Aldo Capitini, il filosofo cui ho dedicato qualche anno di studio, è stato il teorico del potere di tutti. La sua idea era che una vera democrazia non può essere affare della classe politica, ma deve coinvolgere tutti; e se non tutti possono essere attivi amministratori, certo tutti possono essere controllori del potere. Si stabiliva così una dialettica: da una parte i politici di professione ed i partiti, dall’altra dei gruppi di discussione e di controllo - quelli che chiamava Centri di Orientamento Sociale.

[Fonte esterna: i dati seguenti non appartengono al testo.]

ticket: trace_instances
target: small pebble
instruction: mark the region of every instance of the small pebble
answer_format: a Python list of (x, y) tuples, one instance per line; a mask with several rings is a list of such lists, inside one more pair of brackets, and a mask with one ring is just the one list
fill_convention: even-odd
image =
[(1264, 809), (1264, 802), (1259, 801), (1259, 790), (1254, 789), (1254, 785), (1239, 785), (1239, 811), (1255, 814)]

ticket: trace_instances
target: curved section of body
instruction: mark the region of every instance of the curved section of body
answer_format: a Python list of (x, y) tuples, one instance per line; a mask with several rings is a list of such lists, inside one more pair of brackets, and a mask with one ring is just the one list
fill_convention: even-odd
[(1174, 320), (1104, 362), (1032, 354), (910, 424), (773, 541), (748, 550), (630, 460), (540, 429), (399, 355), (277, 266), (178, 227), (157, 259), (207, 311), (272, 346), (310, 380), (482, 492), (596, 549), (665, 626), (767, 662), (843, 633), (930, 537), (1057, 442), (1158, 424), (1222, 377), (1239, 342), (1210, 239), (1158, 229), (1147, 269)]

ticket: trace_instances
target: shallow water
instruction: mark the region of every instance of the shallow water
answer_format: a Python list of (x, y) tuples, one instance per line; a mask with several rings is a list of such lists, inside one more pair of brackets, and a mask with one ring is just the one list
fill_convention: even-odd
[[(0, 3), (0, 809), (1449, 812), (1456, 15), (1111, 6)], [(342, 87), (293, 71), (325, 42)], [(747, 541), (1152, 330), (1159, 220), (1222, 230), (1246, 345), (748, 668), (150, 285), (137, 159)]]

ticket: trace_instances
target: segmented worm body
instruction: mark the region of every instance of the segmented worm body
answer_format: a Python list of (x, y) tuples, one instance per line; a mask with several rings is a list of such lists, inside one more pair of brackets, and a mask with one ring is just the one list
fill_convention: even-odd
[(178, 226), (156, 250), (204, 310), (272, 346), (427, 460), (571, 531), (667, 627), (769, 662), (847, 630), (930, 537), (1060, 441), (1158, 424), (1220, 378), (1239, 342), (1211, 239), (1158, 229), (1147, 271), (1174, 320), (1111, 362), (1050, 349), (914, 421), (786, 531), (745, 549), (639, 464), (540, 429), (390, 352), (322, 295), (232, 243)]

Capitini non era un anarchico, ma il suo pensiero è oggettivamente molto vicino all’anarchismo; e so che molti anarchici ne seguivano con grande interesse l’itinerario teorico e le prese di posizione. La sua teoria del potere di tutti ha trovato, com’era prevedibile, ben pochi consensi anche a sinistra: nemmeno la fine del PCI è servita a far scoprire alla sinistra l’importanza del controllo politico dal basso. Poi, certo, sono arrivati i movimenti, è arrivato il Nuovo Municipio, è arrivata la contestazione della globalizzazione. Si stenta a credere che tutti questi temi erano già stati affrontati, e fin dagli anni del fascismo, da un pensatore italiano, e con una chiarezza ed un rigore eguagliati da pochi.
Tra questi pochi c’è Pietro Maria Toesca. Nella sua Teoria del potere diffuso, Toesca ha difeso una idea di democrazia decentrata, che era già di Capitini. Allo Stato ed al potere concentrato si contrappone una società di comuni liberi e democratici, nei quali è possibile un esercizio effettivo del potere e della cittadinanza. Che è, poi, la risposta alla vecchia domanda rivolta agli anarchici: tolto lo Stato, cosa resta? Come ci si organizza? Ci si organizza in comuni. Tutto qui. L’attenzione di Toesca di è concentrata quindi sulla città come luogo del potere politico. Una città da ripensare radicalmente, mettendo al centro l’uomo ed il suo potere. Non la metropoli anonima può rappresentare il futuro, ma la piccola città che non è bella, ma utopica: vale a dire, la sua bellezza è nella capacità di accogliere una comunità e portarne i segni.
Pietro M. Toesca non c’è più, e nessuno sembra essersene accorto. Noi italiani siamo sempre molto crudeli con i nostri profeti.